Learning analytics, at least in digifest terms, seems to be the current “future now”.  There were so many session with it as their main theme, it was hard to avoid it. On the one hand I think this is great to see. The debate, the dialogues I have been arguing for are being given a chance to begin. We just need to ensure that they are given enough critical space to continue.  And to that end I guess I should get my “butt in to action” and maybe take a bit more time to write something a bit more informed about praxis.  In the meantime here’s a short interview where Richard and I try to summarise our debate.

9 thoughts on “I wish I'd said that . . . reflections from #digifest17”

  1. Your debate with Richard was one of my favourite sessions at Digifest. I’m going to blog some of my thoughts on my team’s TEL blog and also my own personal blog over the next few weeks.

    I agreed with pretty much everything you said and think that universities need to proceed with caution when it comes to Learning Analytics. I fear that many will see it as a silver bullet to solve a multitude of complicated problems and it just won’t have the desired effects people want. I’m very sceptical.

  2. Hi Sheila, I just briefly ran across your blog as I was perusing some recommendations from elearningindustry.com and this debate between humans vs machines intrigues me to no end. I didn’t watch any video of you as yet but I wonder if anyone brought up Neal Stephenson’s https://en.wikipedia.org/wiki/The_Diamond_Age. I believe his vision for the future (even more so now that he works for Magic Leap). Imagine a child having a companion device from morning til naptime listening & talking with the child, being able to see & hear everything the child does in the real world. Then this companion device can create entertaining mixed reality stories the child wants that actually teaches how to solve real world problems in the real world all the while encouraging bravery and inquisitiveness.

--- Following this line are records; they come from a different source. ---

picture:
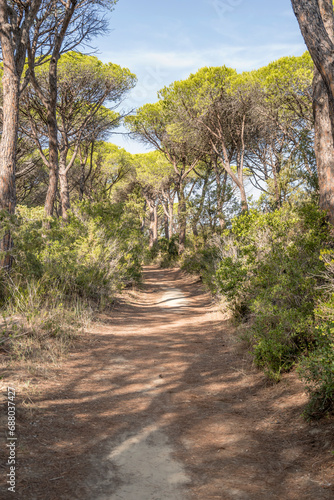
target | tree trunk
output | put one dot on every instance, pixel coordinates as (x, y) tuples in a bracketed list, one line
[(316, 22), (182, 216), (166, 224), (10, 82), (153, 231), (64, 188), (171, 220), (323, 145), (53, 138)]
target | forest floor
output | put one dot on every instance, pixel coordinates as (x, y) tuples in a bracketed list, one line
[(159, 401)]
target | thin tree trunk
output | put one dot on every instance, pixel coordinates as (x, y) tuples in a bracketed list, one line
[(64, 187), (166, 224), (53, 139), (153, 230), (10, 82)]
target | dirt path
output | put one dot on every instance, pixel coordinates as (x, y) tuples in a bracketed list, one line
[(159, 402)]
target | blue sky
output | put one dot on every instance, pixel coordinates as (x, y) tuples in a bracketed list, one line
[(166, 41)]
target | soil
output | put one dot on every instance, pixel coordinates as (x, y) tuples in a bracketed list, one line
[(160, 401)]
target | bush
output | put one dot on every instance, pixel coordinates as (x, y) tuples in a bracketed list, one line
[(318, 372), (269, 273), (89, 257)]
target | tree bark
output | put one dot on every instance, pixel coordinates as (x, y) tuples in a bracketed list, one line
[(14, 36), (53, 140), (64, 187), (323, 145), (316, 21), (153, 230), (182, 216)]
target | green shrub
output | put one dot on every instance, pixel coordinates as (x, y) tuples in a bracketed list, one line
[(318, 372)]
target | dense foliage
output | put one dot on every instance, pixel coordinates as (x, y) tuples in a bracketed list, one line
[(80, 215)]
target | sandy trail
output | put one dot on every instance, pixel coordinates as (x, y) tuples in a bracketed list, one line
[(159, 402)]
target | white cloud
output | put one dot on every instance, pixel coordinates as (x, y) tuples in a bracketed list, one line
[(241, 58)]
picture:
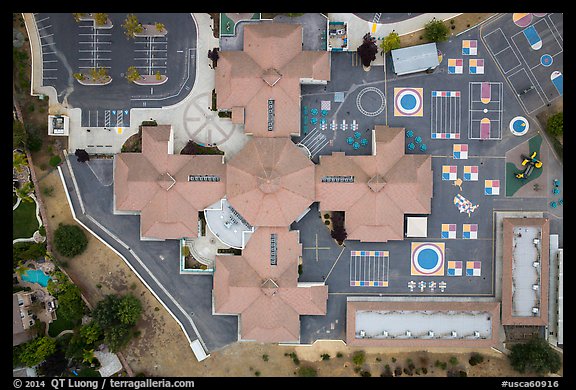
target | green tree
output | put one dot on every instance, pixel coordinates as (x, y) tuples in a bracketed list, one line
[(70, 240), (555, 124), (536, 356), (37, 350), (19, 135), (390, 42), (132, 26), (132, 74), (436, 31)]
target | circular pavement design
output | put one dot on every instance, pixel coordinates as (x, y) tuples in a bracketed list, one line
[(382, 101)]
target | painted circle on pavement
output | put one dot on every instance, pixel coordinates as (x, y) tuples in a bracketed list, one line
[(546, 60), (519, 125), (408, 102), (427, 259), (522, 19), (381, 104)]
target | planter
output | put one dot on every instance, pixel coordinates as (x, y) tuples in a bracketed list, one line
[(151, 79)]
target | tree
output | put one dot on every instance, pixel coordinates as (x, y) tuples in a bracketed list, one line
[(536, 355), (436, 31), (132, 26), (367, 50), (132, 74), (37, 350), (70, 240), (390, 42), (555, 124), (19, 135)]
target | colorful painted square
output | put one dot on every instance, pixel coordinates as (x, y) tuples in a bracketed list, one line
[(448, 230), (476, 66), (454, 268), (469, 47), (408, 102), (460, 151), (492, 187), (470, 231), (473, 268), (470, 172), (449, 172), (427, 258), (455, 66)]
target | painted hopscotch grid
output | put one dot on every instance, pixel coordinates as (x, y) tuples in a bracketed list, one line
[(448, 231), (460, 151), (369, 268), (470, 172), (455, 66), (445, 115), (470, 231), (473, 268), (449, 172), (469, 47), (476, 66), (486, 109), (454, 268), (492, 187)]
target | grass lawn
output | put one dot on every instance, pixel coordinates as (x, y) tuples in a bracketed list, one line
[(62, 323), (24, 222)]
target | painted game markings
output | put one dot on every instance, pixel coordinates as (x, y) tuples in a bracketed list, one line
[(476, 66), (485, 110), (455, 66), (470, 172), (519, 125), (469, 47), (448, 231), (445, 115), (449, 172), (522, 19), (408, 102), (464, 205), (369, 268), (470, 231), (460, 151), (454, 268), (427, 258), (492, 187), (533, 38), (473, 268), (558, 80), (381, 105)]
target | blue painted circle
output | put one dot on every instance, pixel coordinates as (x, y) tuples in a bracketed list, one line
[(427, 258), (546, 60), (519, 125), (408, 102)]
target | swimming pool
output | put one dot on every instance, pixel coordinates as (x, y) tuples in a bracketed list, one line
[(36, 276)]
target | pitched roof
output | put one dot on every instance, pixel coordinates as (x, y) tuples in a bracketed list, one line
[(269, 68), (270, 182), (386, 185), (266, 296), (156, 183)]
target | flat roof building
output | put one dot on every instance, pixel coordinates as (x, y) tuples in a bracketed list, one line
[(414, 59)]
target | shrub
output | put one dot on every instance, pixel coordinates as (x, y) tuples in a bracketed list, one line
[(475, 358), (70, 240)]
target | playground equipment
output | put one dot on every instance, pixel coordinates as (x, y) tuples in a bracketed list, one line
[(530, 163)]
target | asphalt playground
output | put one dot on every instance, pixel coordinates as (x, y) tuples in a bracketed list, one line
[(445, 114)]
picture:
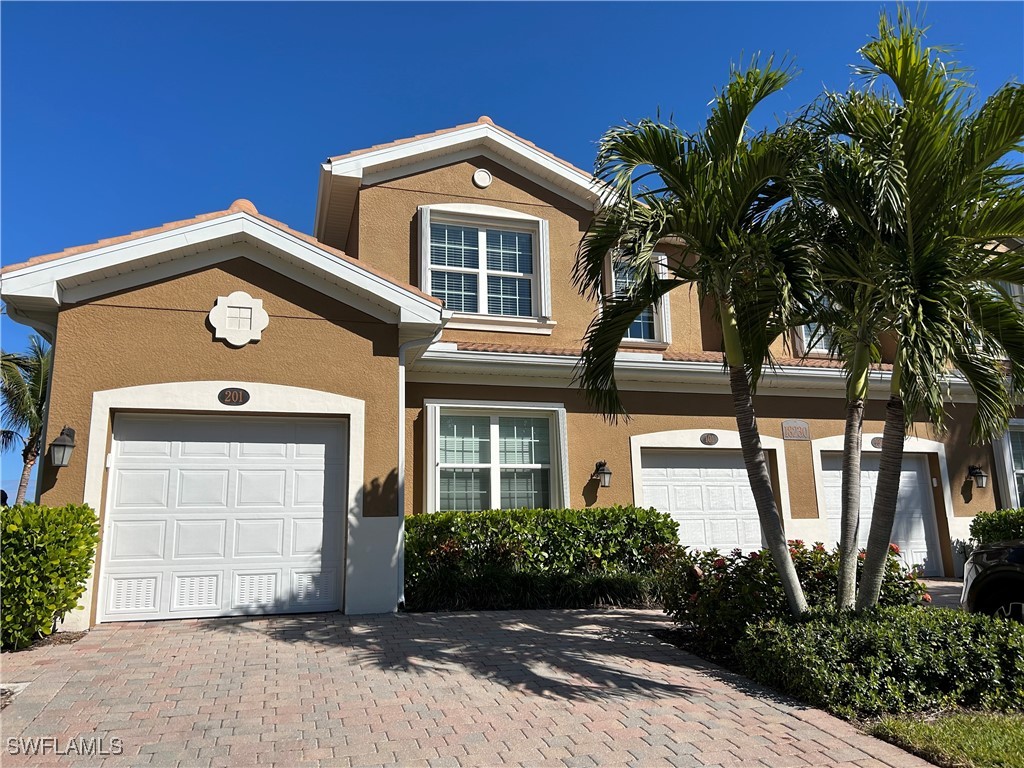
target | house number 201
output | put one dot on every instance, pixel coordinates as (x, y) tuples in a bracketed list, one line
[(232, 396)]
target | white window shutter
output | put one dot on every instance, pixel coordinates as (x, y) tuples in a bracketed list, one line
[(424, 213), (544, 270)]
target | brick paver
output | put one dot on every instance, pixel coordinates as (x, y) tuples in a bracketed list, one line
[(560, 688)]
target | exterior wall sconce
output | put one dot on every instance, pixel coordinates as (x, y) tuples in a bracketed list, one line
[(978, 475), (61, 448)]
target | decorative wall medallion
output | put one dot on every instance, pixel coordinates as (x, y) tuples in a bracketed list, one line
[(796, 430), (482, 178), (239, 318)]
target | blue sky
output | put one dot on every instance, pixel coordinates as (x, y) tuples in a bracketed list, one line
[(116, 117)]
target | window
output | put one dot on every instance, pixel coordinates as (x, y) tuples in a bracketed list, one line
[(814, 340), (495, 458), (489, 265), (652, 324)]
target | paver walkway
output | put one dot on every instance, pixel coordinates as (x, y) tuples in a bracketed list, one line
[(568, 688)]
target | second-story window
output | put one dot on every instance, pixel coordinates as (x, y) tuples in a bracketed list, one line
[(489, 266), (651, 326), (643, 327)]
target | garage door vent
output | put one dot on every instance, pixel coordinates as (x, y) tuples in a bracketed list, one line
[(133, 594), (197, 592), (256, 589)]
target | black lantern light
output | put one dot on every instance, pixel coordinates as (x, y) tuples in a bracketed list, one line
[(978, 475), (61, 448)]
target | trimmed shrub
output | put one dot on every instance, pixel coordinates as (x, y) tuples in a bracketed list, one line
[(1000, 525), (716, 595), (47, 556), (890, 660), (536, 558)]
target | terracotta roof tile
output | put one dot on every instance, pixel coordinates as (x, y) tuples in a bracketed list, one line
[(239, 206), (676, 356), (482, 120)]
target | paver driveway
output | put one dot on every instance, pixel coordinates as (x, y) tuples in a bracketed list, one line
[(529, 687)]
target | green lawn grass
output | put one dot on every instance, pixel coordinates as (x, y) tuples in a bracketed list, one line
[(962, 740)]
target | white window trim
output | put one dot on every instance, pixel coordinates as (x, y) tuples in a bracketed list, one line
[(801, 339), (559, 441), (663, 318), (483, 216), (1003, 452)]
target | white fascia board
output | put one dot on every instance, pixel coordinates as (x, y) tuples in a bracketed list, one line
[(44, 280), (481, 134), (634, 374)]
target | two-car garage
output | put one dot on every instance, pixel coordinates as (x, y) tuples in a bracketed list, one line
[(222, 515)]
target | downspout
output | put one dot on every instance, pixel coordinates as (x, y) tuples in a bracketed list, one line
[(402, 348)]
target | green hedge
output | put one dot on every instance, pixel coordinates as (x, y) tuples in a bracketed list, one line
[(1000, 525), (47, 556), (891, 660), (715, 596), (535, 558)]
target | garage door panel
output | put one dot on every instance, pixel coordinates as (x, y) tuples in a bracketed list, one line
[(137, 540), (141, 487), (707, 493), (203, 539), (913, 527), (203, 487), (201, 525)]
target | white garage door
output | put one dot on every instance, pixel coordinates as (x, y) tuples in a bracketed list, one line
[(913, 529), (707, 493), (215, 516)]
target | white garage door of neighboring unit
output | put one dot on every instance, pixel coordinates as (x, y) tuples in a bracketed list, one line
[(216, 515), (913, 528), (707, 493)]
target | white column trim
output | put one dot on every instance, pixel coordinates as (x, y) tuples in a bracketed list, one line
[(689, 439), (265, 399)]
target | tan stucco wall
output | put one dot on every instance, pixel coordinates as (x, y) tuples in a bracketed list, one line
[(388, 239), (159, 333), (592, 438)]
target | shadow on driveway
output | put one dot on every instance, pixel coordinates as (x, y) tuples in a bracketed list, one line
[(566, 653)]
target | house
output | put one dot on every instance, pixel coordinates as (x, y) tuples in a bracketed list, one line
[(256, 410)]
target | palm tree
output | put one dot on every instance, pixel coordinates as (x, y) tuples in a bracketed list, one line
[(848, 311), (24, 385), (933, 192), (717, 200)]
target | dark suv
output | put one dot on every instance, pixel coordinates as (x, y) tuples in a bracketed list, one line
[(993, 580)]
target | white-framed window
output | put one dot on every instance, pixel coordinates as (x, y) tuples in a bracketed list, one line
[(813, 340), (496, 456), (488, 264), (652, 325), (1009, 452)]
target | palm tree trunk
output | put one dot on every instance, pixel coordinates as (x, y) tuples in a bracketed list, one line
[(764, 498), (886, 497), (754, 459), (30, 456), (850, 520)]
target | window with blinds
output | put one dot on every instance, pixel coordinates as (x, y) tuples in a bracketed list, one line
[(494, 462), (502, 283)]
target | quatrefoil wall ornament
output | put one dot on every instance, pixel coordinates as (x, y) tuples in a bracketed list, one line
[(239, 318)]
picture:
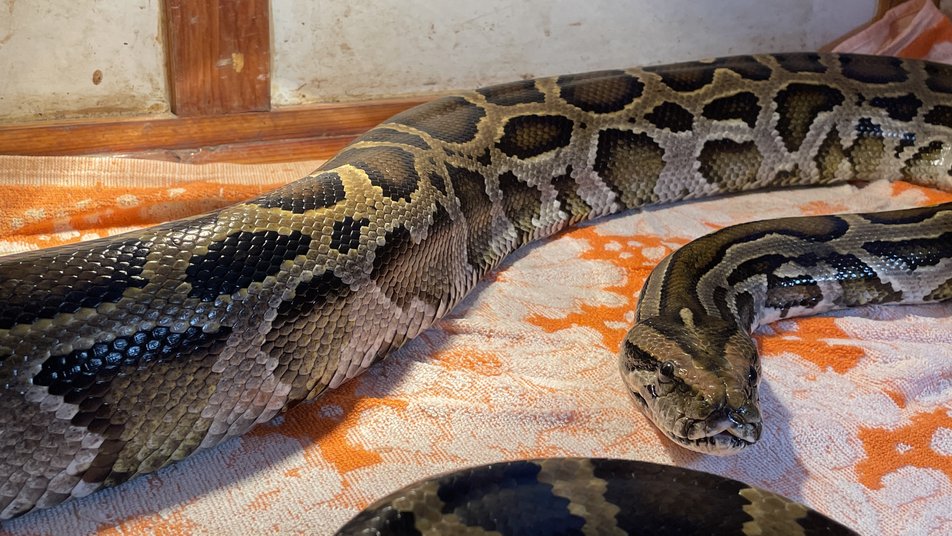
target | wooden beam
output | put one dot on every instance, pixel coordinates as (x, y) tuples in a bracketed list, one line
[(218, 56), (885, 5), (110, 136)]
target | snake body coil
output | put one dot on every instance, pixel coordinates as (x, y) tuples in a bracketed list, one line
[(125, 354)]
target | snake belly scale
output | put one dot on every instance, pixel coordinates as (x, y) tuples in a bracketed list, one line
[(122, 355)]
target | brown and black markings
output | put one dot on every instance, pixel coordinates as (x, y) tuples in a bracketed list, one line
[(244, 312)]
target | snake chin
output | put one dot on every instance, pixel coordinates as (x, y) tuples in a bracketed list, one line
[(718, 437)]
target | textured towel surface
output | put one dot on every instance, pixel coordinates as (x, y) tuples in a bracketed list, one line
[(857, 404)]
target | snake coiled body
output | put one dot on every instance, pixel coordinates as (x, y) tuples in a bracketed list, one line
[(122, 355), (585, 496)]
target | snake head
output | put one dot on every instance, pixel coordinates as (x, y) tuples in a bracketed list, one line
[(695, 376)]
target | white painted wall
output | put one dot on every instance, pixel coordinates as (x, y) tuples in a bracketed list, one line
[(349, 50), (335, 50), (50, 50)]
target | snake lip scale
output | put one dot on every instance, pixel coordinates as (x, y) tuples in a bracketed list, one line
[(125, 354)]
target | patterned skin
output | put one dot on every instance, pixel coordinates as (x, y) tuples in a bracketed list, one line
[(690, 362), (122, 355), (585, 496)]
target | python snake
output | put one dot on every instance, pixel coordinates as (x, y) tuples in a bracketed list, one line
[(563, 496), (122, 355)]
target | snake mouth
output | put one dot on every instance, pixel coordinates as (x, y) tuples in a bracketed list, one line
[(717, 436)]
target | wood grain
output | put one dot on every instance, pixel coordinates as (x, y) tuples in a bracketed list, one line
[(218, 56), (328, 122)]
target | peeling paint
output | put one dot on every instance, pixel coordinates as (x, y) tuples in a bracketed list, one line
[(80, 58), (237, 61)]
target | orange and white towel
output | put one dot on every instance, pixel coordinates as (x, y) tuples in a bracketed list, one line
[(857, 404)]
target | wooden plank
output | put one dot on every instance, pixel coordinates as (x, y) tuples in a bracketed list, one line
[(885, 5), (262, 152), (79, 137), (219, 56)]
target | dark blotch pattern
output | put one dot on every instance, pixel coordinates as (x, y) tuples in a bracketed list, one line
[(526, 136), (477, 499), (727, 516), (513, 93), (730, 163), (939, 77), (521, 203), (859, 282), (873, 69), (300, 339), (450, 119), (912, 253), (600, 92), (320, 191), (694, 75), (669, 115), (926, 161), (568, 197), (470, 188), (437, 181), (346, 235), (64, 375), (798, 106), (902, 108), (941, 115), (391, 169), (630, 164), (743, 106), (406, 271), (783, 293), (241, 259), (42, 284)]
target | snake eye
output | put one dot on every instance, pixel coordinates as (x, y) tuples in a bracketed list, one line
[(667, 370)]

    I was amazed as I read Stephenson’s book, written in the 90s. I just feel like it would be a dream to be able to have the best teacher with you all day. I can foresee teachers digitizing themselves, their looks, their voice, their choices and proclivities and parents choosing to buy the most well-respected digital teacher that will come into view with augmented/mixed reality like the Hololens or Magic Leap.

    Sure, all of this may be a 5 or 10 years away, but it is almost here and teacher’s can hasten its arrival. You mentioned Paulo Freire in your responses and I don’t disagree with anything you’ve said. It’s just the future is the merger human & AI, the digital Freire, if you will.

    The problem will probably be the gap between rich and poor, the haves and have nots. Ideally every African child should have the same quality education as the children of Silicon Valley billionaires but this is hard to do. Digitizing the best should make this easier because quality won’t degrade as you make infinite copies. Exciting idea isn’t it?

    What are your thoughts?

    1. Hi Leonard – thanks for taking the time to post your comment. No one brought up the book during the debate but having read the book, like you it is never far from my mind. I still think we have to be cautious – remember not everyone in Stephenson’s world had access to this educational experience – and one of the main narrative drivers is the fact that this particular “primer” ended up with the wrong young lady! I still worry that our AI isn’t quite there and could develop with our current inherent biases.

      1. AI must develop with our biases in order for us to recognise it as “I”. And this is the problem. Actual machine consciousness is likely to be unrecognisable to us, should it ever evolve. And who knows if it has or has not? We think and feel the way we do because of our embodiment. For all we know machines have been weeping over our foolish cruelty for years, or care so little about us that we are as if terra nullius.